Last year, the Shanghai Songjiang People’s Court ruled that Chinese citizens have the legal right to own cryptocurrencies, setting the stage for potential regulatory changes. As the new year begins, this landmark decision marks the first step in shifting China’s strict stance on digital assets. While crypto-related business activities remain restricted, recognising ownership rights signals a future where regulations may adapt to blockchain’s expanding influence. With each passing year, the prospect of a more crypto-friendly legal framework in China grows stronger, sparking optimism within the global cryptocurrency community. Will 2025 be that year?
Legal Recognition of Crypto: A Precedent in the Making?
A ruling by the Shanghai Songjiang People’s Court affirmed that cryptocurrencies like Bitcoin are legally owned assets in China, classifying them as virtual commodities with property-like rights. While crypto trading, token sales, and exchanges remain banned, this decision highlights a potential shift in China’s approach to digital asset regulation. The ruling emerged from a case involving an initial coin offering (ICO), reinforcing the government’s crackdown on crypto-related businesses to maintain financial stability.

Despite China’s strict bans on ICOs, cryptocurrency exchanges, and Bitcoin mining since 2021, courts have consistently upheld that digital assets can be legally owned. This creates a contradiction between regulatory policies and judicial rulings, suggesting that China may be managing crypto integration rather than banning it entirely.
While China does not operate under a precedent-based legal system, guiding cases from the People’s Court are increasingly shaping court rulings—similar to trends in other civil law jurisdictions. As more courts interpret crypto ownership under Chinese property law, this could influence future regulations and gradually open the door to a more structured and crypto-friendly legal framework.
A Step Toward Future Policy Shifts?
While this ruling did not alter China’s crypto ban, it reinforced a key legal principle: cryptocurrencies are recognised as personal property. This legal stance could lay the groundwork for future regulatory shifts, potentially opening the door to controlled crypto activities within China.
By acknowledging Bitcoin and digital assets as private property without outright dismissing their value, China may be signalling a long-term strategy—one focused on regulating rather than eliminating the influence of cryptocurrencies. If China’s crypto regulations evolve to permit limited, state-controlled crypto adoption, this could have a major impact on global crypto markets, influencing Bitcoin adoption, blockchain innovation, and regulatory trends worldwide.
What It Could Mean for the Crypto Community?
If China eventually softens its crypto restrictions, even slightly, the impact on the global market could be profound. Before the bans, China was a dominant force in crypto trading and mining, with a vast user base driving liquidity and innovation.

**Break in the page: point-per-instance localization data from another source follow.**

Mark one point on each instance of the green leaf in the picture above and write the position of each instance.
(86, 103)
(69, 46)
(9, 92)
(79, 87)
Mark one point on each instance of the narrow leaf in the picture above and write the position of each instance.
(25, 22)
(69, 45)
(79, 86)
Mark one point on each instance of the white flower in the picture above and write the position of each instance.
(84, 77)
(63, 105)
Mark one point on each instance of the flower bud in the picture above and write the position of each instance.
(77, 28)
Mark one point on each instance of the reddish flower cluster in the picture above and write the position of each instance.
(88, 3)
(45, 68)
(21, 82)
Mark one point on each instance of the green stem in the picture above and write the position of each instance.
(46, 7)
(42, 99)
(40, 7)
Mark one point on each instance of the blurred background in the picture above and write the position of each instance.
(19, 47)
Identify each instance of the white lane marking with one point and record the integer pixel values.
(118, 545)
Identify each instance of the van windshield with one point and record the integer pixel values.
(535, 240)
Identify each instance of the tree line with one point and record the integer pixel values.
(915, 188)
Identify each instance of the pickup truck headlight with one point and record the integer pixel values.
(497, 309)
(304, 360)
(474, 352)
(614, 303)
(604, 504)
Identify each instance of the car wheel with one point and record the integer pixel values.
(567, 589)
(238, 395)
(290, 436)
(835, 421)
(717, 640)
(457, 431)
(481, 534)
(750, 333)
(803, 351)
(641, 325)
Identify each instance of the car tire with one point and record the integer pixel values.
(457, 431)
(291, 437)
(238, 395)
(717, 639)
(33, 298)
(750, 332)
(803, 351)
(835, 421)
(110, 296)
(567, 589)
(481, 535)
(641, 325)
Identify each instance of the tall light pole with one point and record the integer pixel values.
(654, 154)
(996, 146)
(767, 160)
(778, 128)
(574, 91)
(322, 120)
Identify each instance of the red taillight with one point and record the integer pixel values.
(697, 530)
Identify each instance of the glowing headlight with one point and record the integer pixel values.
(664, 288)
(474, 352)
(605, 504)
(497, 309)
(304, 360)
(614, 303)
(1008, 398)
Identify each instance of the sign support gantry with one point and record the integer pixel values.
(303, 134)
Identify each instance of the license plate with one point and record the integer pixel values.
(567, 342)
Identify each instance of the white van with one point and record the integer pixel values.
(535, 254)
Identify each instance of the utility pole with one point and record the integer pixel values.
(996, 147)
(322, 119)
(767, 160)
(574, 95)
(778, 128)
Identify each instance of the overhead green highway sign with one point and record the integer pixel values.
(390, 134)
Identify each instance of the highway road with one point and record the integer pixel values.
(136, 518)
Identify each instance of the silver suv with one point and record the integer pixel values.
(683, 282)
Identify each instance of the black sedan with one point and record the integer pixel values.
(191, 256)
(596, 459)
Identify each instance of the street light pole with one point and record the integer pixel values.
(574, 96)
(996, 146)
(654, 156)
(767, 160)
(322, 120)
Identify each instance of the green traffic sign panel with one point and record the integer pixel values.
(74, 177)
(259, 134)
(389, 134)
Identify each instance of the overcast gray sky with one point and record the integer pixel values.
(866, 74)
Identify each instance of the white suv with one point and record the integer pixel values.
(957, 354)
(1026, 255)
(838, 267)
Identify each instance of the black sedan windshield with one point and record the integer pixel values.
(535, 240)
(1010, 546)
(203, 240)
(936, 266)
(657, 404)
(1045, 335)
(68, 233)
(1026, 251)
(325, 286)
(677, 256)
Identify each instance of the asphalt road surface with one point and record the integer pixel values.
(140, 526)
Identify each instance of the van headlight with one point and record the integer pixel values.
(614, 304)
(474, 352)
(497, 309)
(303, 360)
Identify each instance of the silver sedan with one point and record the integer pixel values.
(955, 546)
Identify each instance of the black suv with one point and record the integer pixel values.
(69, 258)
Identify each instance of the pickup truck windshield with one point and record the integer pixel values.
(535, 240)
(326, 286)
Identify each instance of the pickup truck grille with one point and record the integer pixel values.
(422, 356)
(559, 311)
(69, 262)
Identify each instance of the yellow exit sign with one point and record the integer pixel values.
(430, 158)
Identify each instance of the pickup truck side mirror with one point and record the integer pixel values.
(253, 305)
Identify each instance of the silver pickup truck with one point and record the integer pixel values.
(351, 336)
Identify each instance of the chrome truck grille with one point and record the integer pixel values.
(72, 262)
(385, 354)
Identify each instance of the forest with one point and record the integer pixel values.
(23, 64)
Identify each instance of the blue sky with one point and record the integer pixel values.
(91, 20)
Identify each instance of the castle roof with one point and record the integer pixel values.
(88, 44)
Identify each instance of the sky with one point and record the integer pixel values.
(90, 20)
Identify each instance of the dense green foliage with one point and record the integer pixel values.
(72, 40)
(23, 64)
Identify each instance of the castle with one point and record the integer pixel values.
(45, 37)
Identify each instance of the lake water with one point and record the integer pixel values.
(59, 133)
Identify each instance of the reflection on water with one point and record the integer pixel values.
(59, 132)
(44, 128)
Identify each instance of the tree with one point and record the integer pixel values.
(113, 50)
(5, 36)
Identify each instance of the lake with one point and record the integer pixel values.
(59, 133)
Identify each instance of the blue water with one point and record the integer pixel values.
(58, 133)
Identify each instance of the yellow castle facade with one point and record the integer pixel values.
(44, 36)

Given China’s 1.4 billion population, even a partial reopening could spark massive adoption, injecting new liquidity, demand, and legitimacy into the space.

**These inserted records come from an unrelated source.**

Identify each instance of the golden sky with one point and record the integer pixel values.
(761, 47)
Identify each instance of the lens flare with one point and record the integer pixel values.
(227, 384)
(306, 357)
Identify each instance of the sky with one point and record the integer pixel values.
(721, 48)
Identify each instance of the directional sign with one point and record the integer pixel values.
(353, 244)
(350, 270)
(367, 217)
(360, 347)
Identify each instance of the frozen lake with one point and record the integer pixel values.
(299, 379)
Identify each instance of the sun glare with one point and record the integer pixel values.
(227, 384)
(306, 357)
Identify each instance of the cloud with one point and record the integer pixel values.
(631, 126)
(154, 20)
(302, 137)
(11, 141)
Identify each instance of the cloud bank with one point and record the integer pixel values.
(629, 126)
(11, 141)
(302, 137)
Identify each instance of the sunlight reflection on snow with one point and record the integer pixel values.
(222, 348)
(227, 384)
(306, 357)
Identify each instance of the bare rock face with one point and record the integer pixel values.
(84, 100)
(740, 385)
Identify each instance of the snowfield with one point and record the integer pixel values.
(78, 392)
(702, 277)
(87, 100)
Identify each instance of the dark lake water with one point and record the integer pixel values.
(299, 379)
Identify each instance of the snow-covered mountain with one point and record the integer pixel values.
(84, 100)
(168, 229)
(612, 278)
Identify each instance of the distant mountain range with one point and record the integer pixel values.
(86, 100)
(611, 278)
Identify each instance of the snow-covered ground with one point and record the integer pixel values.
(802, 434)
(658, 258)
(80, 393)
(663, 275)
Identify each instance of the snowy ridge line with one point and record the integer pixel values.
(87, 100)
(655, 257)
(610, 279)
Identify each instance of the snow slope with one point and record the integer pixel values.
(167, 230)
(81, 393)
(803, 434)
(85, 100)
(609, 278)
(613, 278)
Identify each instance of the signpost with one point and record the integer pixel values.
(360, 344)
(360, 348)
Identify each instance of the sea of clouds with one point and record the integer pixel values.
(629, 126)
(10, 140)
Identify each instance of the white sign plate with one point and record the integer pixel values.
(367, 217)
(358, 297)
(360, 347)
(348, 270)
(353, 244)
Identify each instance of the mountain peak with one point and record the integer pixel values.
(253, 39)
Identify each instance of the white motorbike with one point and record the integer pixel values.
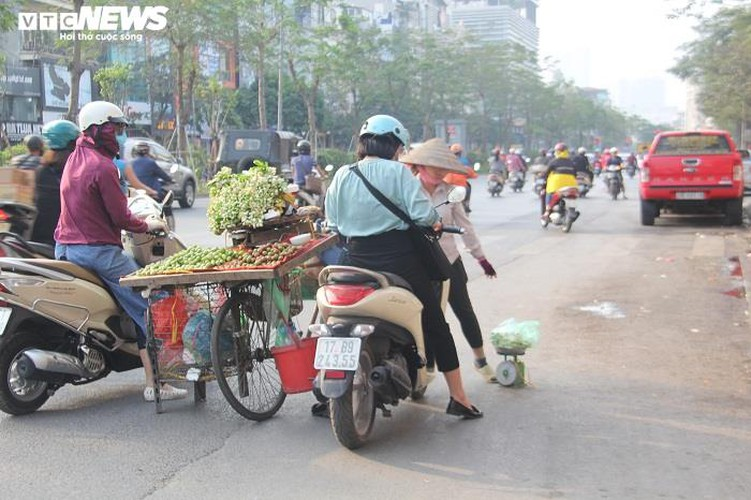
(59, 323)
(370, 348)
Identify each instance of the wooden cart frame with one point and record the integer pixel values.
(241, 284)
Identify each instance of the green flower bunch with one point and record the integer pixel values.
(241, 200)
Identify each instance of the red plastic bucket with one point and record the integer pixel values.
(295, 365)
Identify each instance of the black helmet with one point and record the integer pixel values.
(141, 149)
(33, 142)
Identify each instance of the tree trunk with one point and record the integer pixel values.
(260, 70)
(179, 99)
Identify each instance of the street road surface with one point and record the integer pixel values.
(639, 387)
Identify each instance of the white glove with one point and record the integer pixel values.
(156, 225)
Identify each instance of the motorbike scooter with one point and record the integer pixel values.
(59, 324)
(585, 184)
(563, 212)
(516, 181)
(370, 349)
(613, 181)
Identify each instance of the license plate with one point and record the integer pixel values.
(4, 317)
(337, 353)
(689, 195)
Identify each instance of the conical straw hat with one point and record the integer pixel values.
(434, 153)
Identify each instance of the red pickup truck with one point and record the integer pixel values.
(692, 170)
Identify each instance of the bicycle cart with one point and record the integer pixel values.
(242, 337)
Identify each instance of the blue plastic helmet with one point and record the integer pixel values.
(58, 133)
(385, 124)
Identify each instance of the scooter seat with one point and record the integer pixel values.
(396, 280)
(359, 278)
(70, 269)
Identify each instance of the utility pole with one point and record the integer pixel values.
(279, 82)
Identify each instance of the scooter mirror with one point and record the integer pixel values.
(457, 194)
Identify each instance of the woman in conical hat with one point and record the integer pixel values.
(432, 161)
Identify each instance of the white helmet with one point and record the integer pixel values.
(99, 112)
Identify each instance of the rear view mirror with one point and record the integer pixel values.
(457, 194)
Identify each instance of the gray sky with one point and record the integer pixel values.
(599, 42)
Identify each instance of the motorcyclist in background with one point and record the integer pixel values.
(458, 179)
(497, 163)
(303, 165)
(559, 174)
(151, 174)
(581, 163)
(617, 161)
(93, 212)
(60, 136)
(30, 161)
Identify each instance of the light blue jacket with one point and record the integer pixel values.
(352, 210)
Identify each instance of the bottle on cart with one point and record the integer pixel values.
(283, 332)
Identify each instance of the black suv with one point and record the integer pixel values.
(238, 149)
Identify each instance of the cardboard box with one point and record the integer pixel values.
(10, 175)
(17, 185)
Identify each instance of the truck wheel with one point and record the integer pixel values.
(734, 212)
(648, 213)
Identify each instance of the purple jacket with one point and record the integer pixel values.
(93, 208)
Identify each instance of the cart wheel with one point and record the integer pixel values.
(241, 357)
(507, 373)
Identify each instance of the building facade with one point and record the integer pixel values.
(495, 21)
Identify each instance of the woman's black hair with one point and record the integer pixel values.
(382, 146)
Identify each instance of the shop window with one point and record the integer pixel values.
(20, 109)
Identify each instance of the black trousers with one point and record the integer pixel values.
(393, 252)
(462, 306)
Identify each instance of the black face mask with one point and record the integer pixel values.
(105, 139)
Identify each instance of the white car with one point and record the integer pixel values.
(184, 187)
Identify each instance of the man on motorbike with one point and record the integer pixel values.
(30, 161)
(93, 212)
(60, 136)
(378, 240)
(497, 163)
(303, 165)
(559, 174)
(616, 161)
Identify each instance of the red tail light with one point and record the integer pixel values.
(346, 295)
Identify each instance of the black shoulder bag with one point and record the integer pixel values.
(424, 239)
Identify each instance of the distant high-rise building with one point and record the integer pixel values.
(494, 21)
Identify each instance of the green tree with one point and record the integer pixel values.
(113, 82)
(717, 63)
(215, 103)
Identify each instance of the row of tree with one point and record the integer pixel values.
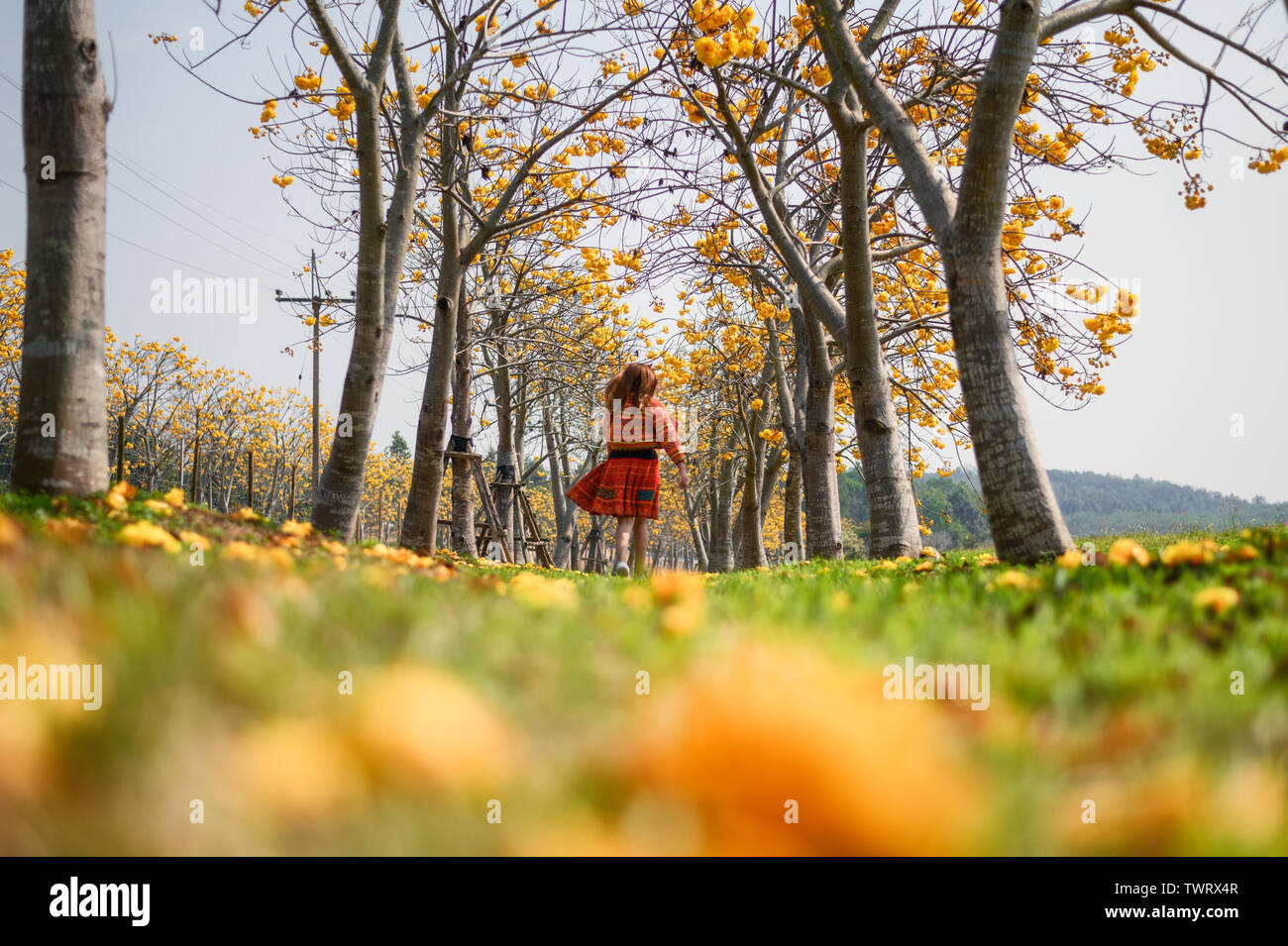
(845, 207)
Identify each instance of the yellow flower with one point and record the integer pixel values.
(1188, 553)
(782, 726)
(323, 773)
(536, 591)
(159, 507)
(1069, 560)
(1218, 598)
(192, 538)
(420, 727)
(11, 533)
(1126, 553)
(1013, 579)
(711, 53)
(147, 534)
(120, 494)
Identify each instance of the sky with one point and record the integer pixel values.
(1194, 396)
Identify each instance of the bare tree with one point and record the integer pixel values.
(60, 442)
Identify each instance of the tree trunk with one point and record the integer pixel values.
(793, 538)
(60, 441)
(720, 555)
(751, 553)
(1022, 514)
(822, 497)
(506, 463)
(463, 473)
(566, 510)
(893, 527)
(420, 521)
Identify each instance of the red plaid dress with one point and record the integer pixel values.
(626, 484)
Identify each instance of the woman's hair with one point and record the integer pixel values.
(635, 381)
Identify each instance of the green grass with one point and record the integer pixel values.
(1108, 683)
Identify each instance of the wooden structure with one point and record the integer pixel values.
(489, 529)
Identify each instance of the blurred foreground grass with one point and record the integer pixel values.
(503, 710)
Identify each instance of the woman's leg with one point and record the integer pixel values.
(623, 537)
(640, 533)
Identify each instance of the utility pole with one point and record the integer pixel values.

For now, the Shanghai court’s ruling stands as a key legal precedent, demonstrating that despite regulatory crackdowns, digital asset ownership remains protected under Chinese law. This could be the first step toward a more strategic approach to crypto integration, where China seeks to control, rather than completely exclude, blockchain-based assets—a move that could reshape global crypto dynamics.
In 2025, the Chinese year of the snake, crypto may finally sink its fangs into China’s rigid financial framework, injecting it with the unstoppable force of decentralisation. Just like the snake—silent, strategic, and unyielding—the crypto revolution continues to advance, refusing to be tamed. As legal interpretations evolve and cracks appear in past restrictions, China may find itself unable to ignore the transformative power of digital assets. If the tide turns, 2025 could be the year crypto sheds the skin of suppression and emerges stronger than ever.